Agartala/Silchar, July 16 (IANS) Surface links between the northeastern states of Tripura, Manipur and Mizoram as also southern Assam and the rest of India have worsened since Sunday with massive landslides blocking a crucial national highway, and the rail services snapped three weeks ago yet to be restored, officials said.
Tracks damaged three weeks ago by landslides caused by heavy rains are yet to be restored, and “it is uncertain when the railway services would be restored in the region,” Northeast Frontier Railway’s (NFR) divisional railway manager Rakesh Kumar Goel told reporters Monday.
Worsening the surface communications in the same region, massive landslides occurred Sunday on the crucial National Highway No.44 linking these northeastern states with the rest of India.
A Tripura government official said heavy rains triggered the landslides, and the Assam-Agartala NH 44 has been blocked at Sonapur and Tongseng in Jaintia Hills district in eastern Meghalaya, bordering Assam, with huge boulders covering the road.
“The BRO (Border Roads Organisation) engineers and workers immediately started work to clear the debris and to restore the traffic,” the official added.
Sonapur and Tongseng, about 150 km from the Meghalaya capital Shillong, is a landslide-prone area and is linked with National Highway No.40 connecting Shillong and Guwahati in Assam, the gateway to the rest of India.
“Allout efforts have been made to resume both passenger and goods train services between Tripura, Manipur, Mizoram and southern Assam and the rest of India by first week of next month,” NFR’s Goel told reporters at Haflong, the headquarters of Dima Hasao district in southern Assam.
“As the damage to tracks, bridges, tunnels and adjoining areas is so colossal, restoring railway services in the region is getting delayed.”
The official said: “Over 200 people comprising engineers and railway workers led by senior officials of NFR’s Lumding division are working round-the-clock to clear the debris at many places.”
The main hurdle for the early resumption of the train services along these routes is tunnel No. 17, which was severely hit by the landslides on the Barail hills.
Railway services were suspended in the region June 25 following heavy rains and landslides that damaged large stretches of railway tracks, bridges, tunnels and adjoining areas in southern Assam’s mountainous Dima Hasao district.
Tripura transport department secretary Kishore Ambuly quoting NF Railway authorities told IANS: “Due to intermittent and torrential rains, restoration works are getting delayed and fresh landslides are taking place in and around rocky areas.”
The landslides at about 90 places, following incessant rains, have in some places washed away or damaged nearby surface roads in Dima Hasao district, about 300 km from Assam’s main city Guwahati.
Over 3,500 passengers in four trains were stranded for four days at three places on a single metre-gauge rail line in the region.
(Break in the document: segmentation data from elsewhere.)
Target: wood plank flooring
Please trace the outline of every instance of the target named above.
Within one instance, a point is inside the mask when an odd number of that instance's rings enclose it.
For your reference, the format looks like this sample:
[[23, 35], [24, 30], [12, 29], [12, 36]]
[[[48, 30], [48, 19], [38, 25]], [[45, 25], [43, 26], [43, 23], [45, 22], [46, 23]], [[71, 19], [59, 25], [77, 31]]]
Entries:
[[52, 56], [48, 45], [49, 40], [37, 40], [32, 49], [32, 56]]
They were rescued by railway and district administration personnel and sent onwards to their destinations.
The Dima Hasao district is connects Tripura capital Agartala and parts of Manipur, Mizoram and southern Assam with the rest of India by a single 108-year-old metre-gauge railway track.
The foundation stone for conversion of these railway tracks from metre-gauge to broad-gauge had been laid by former Prime Minister H.D. Deve Gouda in January 1996. The cost of the broad gauge project has now mounted to Rs.2,800 crore from Rs.648 crore in 1996.
The suspension of train services has severely hit supply of essential commodities and food grain, sending prices soaring. The region is heavily dependent on the supplies of rice, essential commodities and vital items from the other parts of India.
“The Tripura food and civil supplies department has in separate letters requested the Food Corporation of India and the union ministry of food and civil supplies to ensure immediate stocks of essentials, specially rice,” an official of the Tripura government told IANS.
In June-July 2010, railway traffic was disrupted for 34 days after a 300-metre track between Harangajao and Mailongdisa, 78 km from southern Assam’s main city, Silchar, was washed away by heavy landslides.